Die Kantonshauptstadt hatte vor rund einem Jahr ein ähnliches Projekt lanciert für die Asylsuchenden in der geschützten Operationsstelle (Gops). «Das Projekt brachte in Aarau viele positive Effekte», sagt der Fricker Gemeindeschreiber Michael Widmer. «Die Asylsuchenden erhalten eine Tagesstruktur, können einer sinnvollen Tätigkeit nachgehen und knüpfen Kontakte zur Bevölkerung.»

Auch die Arbeitgeber hätten die Unterstützung geschätzt. «Als die Gops in Aarau geschlossen wurde, meldeten sich sogar Arbeitgeber, die weiter Asylsuchende beschäftigen wollten», sagt Widmer. Ziel ist es nun, das bereits aufgebaute Netzwerk zwischen der Stadt Aarau und den Arbeitgebern für die Unterkunft in Frick weiter zu nutzen.

Gemeinde beteiligt sich finanziell

Auch für die Gemeinde bringe dieses Projekt Vorteile, ist Widmer überzeugt. Er betont: «Wir halten es für einen sinnvollen Beitrag an das gesamthafte Funktionieren der Unterkunft im Werkhof. Es ist keineswegs eine Reaktion auf Probleme, sondern vielmehr eine präventive Massnahme.» Die Gemeinde Frick beteiligt sich mit einem Beitrag von 3000 Franken jährlich am Projekt.

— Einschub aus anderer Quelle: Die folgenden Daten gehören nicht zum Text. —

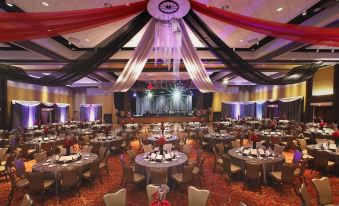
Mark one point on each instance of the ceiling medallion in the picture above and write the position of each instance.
(168, 9)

Die Unterkunft ist für drei Jahre vorgesehen. «Dieses Projekt wird bis zur Schliessung der Unterkunft laufen», sagt Widmer. Der Regierungsrat genehmigte im Oktober einen Beitrag von 75 000 Franken zulasten des Swisslos-Fonds. Ein weiterer Beitrag wird durch die Stiftung Pro Fricktal getragen.

Im Januar werden nun mögliche Arbeitgeber kontaktiert. Diese Aufgabe übernimmt ein Mitarbeiter der Sozialen Dienste der Stadt Aarau, der diesen Bereich bereits während des Aarauer Projekts betreute. «Dann wird sich zeigen, wie auf Seite der möglichen Arbeitgeber die Bedürfnisse aussehen und wo es Beschäftigungsmöglichkeiten gibt. Anschliessend werden geeignete Asylsuchende vermittelt», erklärt Widmer.

Die Asylsuchenden erhalten für ihren Einsatz ein kleines Taschengeld und eine Arbeitsbestätigung. «Es handelt sich um kurze Einsätze, da die Asylsuchenden aufgrund ihres Status nicht arbeiten dürfen», sagt Widmer.

«Das Bedürfnis ist gross»

Die Kontaktgruppe Asyl werde Hilfestellung leisten, wo sie nötig und möglich sei, sagt Sprecherin Christine Fricker. So ist etwa vorgesehen, dass Freiwillige nach Bedarf Asylsuchende an ihren ersten Arbeitstagen an den Arbeitsort begleiten, bis sie den Weg kennen. Fricker freut sich auf das Projekt. «Das Bedürfnis ist sehr gross. Die Asylsuchenden sind froh, wenn sie etwas Sinnvolles machen können», sagt sie. Das habe sich zuletzt am Fricker Weihnachtsmarkt gezeigt, als Asylsuchende mitgeholfen haben. «Sie sind dankbar, wenn sie eine Aufgabe haben. Wir sind überzeugt, dass sich die Beschäftigung positiv auf das Zusammenleben in der Unterkunft auswirken wird», so Fricker.